My Inspiring Networking Weekend:Part1-Chris Bombardier

This weekend, I had an opportunity to attend a conference in Phoenix, AZ.  Many of you know that I am the director of Camp Little Oak, a volunteer-run non-profit camp for girls with bleeding disorders (and carriers and siblings).  The conference was for people who run these kinds of camps--camps for kids with bleeding disorders.  It was an amazing conference (always is), with lots of great ideas, guidance, advice and networking.  It truly makes me a better camp director, and hopefully everyone else who attends as well.  While there, I had the opportunity to talk a bit (various levels) to several people, but three (kind of four) of them are the types of people who you meet and think, "You are an inspiring person." So, over the next three days, I will share the stories and missions of these people.  They are somewhat arranged in order of hero to absolute-saint this time. 

Our first person is Chris Bombardier.  I had heard the name before and thought that he was pretty cool.  But I'd never met him actually.  And I'm embarrassed to say that when I first ran into him at the opening activity, I didn't recognize it.  He introduced himself to me with his name and the camp he works with (Camp Mile High in Colorado) and I was thinking, "I think I know that name.  Why?  Did I meet him a this conference once and don't remember?  Why do I know that name?"  Well, the theme of the conference was "Reaching for New Heights," so the person giving the opening mentioned his name and then said, "And we have him here in our midst, actually."  Then it clicked.  Oh yeah.  Embarrassing.  That guy. He was talking about how once, their camp posed the question to their campers, "What is your Everest?"  He had to shrug and say, "Well, I guess my Everest is literally Everest."

Chris Bombardier is a severe, type B hemophiliac who is doing something many people would say is impossible or insane for anyone, let alone a hemophiliac--scaling the Seven Summits.  The Seven Summits is a mountain climbing feat of climbing the highest mountain of each continent.  Seven Summiters is an elite club, and they mean business. There are only about 300 Seven Summiters in history.  Before you say, "Well a lot of people SAY they're going to do that, but they never do," he's already done four.  McKinley, Kilimanjaro, Elbrus, and Aconcogua.  The strangest part, he doesn't freak out about climbing a mountain, but gets very, very nervous with public speaking.  And needles, which is very strange.  As he explains it, he has to psych himself up for each self-infusion, and looks away in movies and television when they fake-needle into someone's skin.

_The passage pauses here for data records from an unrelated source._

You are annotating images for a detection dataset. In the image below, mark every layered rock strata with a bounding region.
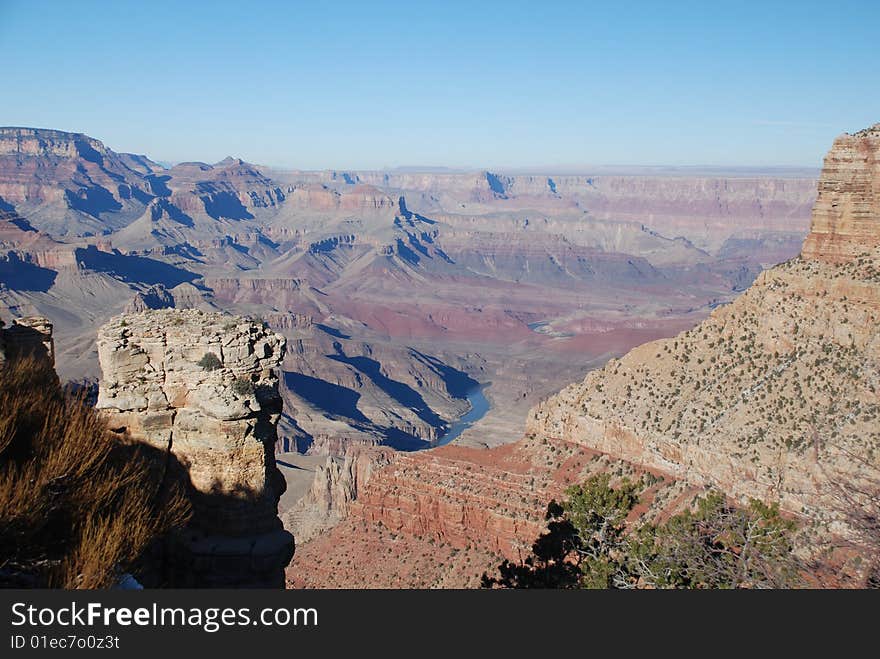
[802,124,880,263]
[527,126,880,519]
[0,316,55,366]
[97,310,293,587]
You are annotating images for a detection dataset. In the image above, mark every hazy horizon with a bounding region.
[0,0,880,172]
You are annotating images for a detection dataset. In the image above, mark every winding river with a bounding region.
[434,385,491,446]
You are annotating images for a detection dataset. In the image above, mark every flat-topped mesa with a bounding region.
[801,124,880,263]
[97,309,293,587]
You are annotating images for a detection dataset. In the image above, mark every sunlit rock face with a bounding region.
[802,124,880,263]
[97,309,293,586]
[527,125,880,519]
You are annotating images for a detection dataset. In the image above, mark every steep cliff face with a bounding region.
[0,128,161,236]
[527,127,880,519]
[283,444,394,543]
[288,438,699,588]
[0,316,55,366]
[801,124,880,263]
[289,131,880,587]
[97,310,293,586]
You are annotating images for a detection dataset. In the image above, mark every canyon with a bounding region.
[0,128,860,587]
[0,128,815,456]
[288,125,880,587]
[96,310,294,587]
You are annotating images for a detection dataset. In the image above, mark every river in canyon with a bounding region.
[434,385,492,446]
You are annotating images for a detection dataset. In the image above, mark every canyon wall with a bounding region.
[802,124,880,262]
[527,127,880,519]
[97,310,293,587]
[0,316,55,366]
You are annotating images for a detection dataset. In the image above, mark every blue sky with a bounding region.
[0,0,880,169]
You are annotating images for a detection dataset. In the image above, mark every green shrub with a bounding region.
[198,352,223,371]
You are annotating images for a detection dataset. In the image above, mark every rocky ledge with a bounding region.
[97,309,293,587]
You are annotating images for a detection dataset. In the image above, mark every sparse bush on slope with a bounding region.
[0,359,189,588]
[482,474,805,589]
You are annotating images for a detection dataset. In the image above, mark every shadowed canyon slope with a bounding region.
[0,128,815,455]
[289,125,880,587]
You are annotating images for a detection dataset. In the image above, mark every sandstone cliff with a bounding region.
[527,127,880,519]
[802,124,880,263]
[97,310,293,586]
[288,125,880,587]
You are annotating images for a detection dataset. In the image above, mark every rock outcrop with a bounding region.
[97,310,293,587]
[802,124,880,263]
[284,445,393,543]
[289,125,880,587]
[527,127,880,520]
[0,316,55,366]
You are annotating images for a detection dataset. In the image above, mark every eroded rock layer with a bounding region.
[802,124,880,263]
[97,310,293,586]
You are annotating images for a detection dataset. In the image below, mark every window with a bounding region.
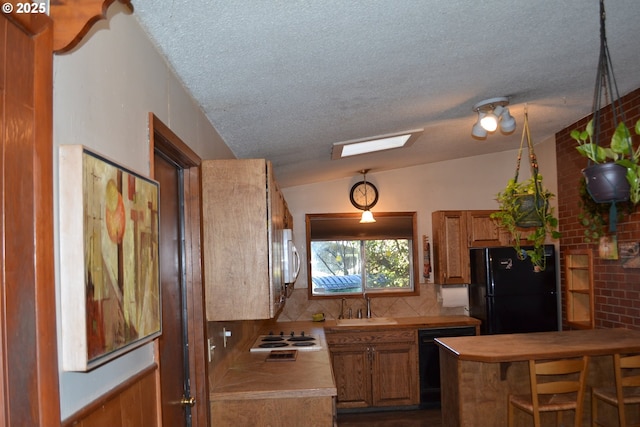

Now this would be pretty inspiring on its own, but he takes it a step further.  His mission to climb the Seven Summits has two parts:  inspiring young hemophiliacs in the US.  You can do anything.  Factor treatments are effective, and as long as you are smart and adhere to treatment plans, you can be adventurous.  That's why he takes teenage hemophiliacs on adventure trips with his program called "Backpacks and Bleeders."  We are not quite that adventurous at Camp Little Oak.  He also writes humorous blog posts about things like tips on how to access your vein on the side of a snow-covered mountain.  His other part is to draw attention to the factor disparity.

He compares himself to a young boy with hemophilia in Kenya who he met.  And while Chris climbs mountains, this boy can't walk. Because there is unequal access to factor.  This aspect will come up day after day.  But many countries for a wide-variety of reasons (and corrupt governments usually come into the mix somewhere in it), do not have access to factor--an inject-able form of the exact protein that a hemophiliac lacks.  They are not the same as you and me with factor (because that would take a lot of factor and a lot of money), but they are able to avoid be crippled by age fourteen (at the oldest) and, in many cases, death. 

So, he climbs these mountains to benefit an organization called Save One Life, which gives factor access to young hemophiliacs across the world. 

And he's the nicest guy you'll ever meet, and he cheered me on when I was on the "Be Brave" relay team with him and had to eat two entire raw leaves of kale as fast as humanly possible.  A note on that, I love the taste of kale.  But raw, it is kind of like grass, and it takes forever to chew, and I don't have space for two leaves of it in my mouth.  I believe he was the one who licked a nine-volt battery for our team.  But I could be wrong about that.  It got a little crazy in that room.